À ce sujet, voici ce que déclarait George Ugeux(1) il y a plus d’un an : « Depuis des années, les états se sont endettés à des conditions excessivement favorables… À tel point que des pays comme l’Italie, la France, les États-Unis et le Japon sont arrivés à niveau d’endettement insoutenable…d’ici à fin 2020, nous allons vivre un tsunami financier.

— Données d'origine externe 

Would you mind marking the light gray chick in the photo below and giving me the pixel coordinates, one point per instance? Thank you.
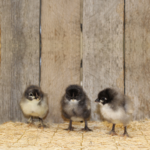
(115, 107)
(34, 104)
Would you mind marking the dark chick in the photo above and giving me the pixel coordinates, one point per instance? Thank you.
(115, 107)
(76, 106)
(34, 104)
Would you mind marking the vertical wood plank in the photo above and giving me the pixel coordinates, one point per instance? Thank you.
(102, 47)
(60, 55)
(137, 56)
(19, 54)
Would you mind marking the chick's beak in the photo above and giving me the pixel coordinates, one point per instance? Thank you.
(73, 100)
(97, 100)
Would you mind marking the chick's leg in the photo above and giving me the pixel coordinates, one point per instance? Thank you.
(112, 132)
(86, 128)
(125, 132)
(30, 120)
(70, 128)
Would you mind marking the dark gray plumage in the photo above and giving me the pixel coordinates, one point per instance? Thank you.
(115, 107)
(76, 105)
(34, 104)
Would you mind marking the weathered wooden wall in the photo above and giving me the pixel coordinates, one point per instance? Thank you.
(102, 47)
(137, 55)
(19, 54)
(108, 51)
(60, 57)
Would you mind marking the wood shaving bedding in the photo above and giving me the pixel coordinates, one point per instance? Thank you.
(23, 136)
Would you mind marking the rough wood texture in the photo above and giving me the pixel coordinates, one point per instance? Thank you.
(60, 56)
(19, 54)
(102, 47)
(137, 56)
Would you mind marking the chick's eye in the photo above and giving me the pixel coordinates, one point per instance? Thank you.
(105, 99)
(30, 94)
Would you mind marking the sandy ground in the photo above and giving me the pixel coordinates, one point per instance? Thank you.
(21, 136)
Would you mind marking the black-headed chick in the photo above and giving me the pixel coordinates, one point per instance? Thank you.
(115, 107)
(76, 106)
(34, 103)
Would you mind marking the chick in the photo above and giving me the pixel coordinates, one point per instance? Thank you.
(115, 107)
(76, 106)
(34, 104)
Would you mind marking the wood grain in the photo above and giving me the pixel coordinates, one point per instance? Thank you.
(137, 56)
(19, 54)
(102, 47)
(60, 56)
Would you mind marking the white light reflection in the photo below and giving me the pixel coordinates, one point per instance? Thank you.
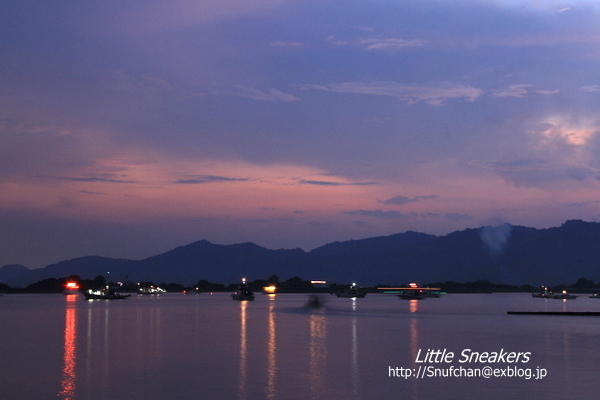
(318, 354)
(69, 377)
(414, 344)
(271, 352)
(243, 375)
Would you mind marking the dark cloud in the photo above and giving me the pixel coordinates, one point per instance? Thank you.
(89, 179)
(329, 183)
(199, 179)
(401, 200)
(376, 214)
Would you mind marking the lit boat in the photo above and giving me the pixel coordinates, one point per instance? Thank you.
(352, 291)
(243, 293)
(71, 288)
(414, 292)
(107, 293)
(545, 294)
(565, 296)
(151, 290)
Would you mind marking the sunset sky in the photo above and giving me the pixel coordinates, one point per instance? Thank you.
(128, 128)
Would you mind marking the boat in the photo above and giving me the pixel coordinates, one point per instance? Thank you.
(71, 288)
(151, 290)
(106, 293)
(243, 293)
(545, 294)
(352, 291)
(565, 296)
(414, 292)
(412, 295)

Ce qui est arrivé à Lehman Brothers est lilliputien à côté de ce qui nous attend ! »
À preuve de cette hausse vertigineuse de l’endettement public : alimenté par les réductions d'impôt substantielles décrétées par le président Trump, le déficit budgétaire fédéral des États-Unis dépassera $1 trillion cette année. Ce à quoi, il faut ajouter les déficits des états et des organismes publics non consolidés.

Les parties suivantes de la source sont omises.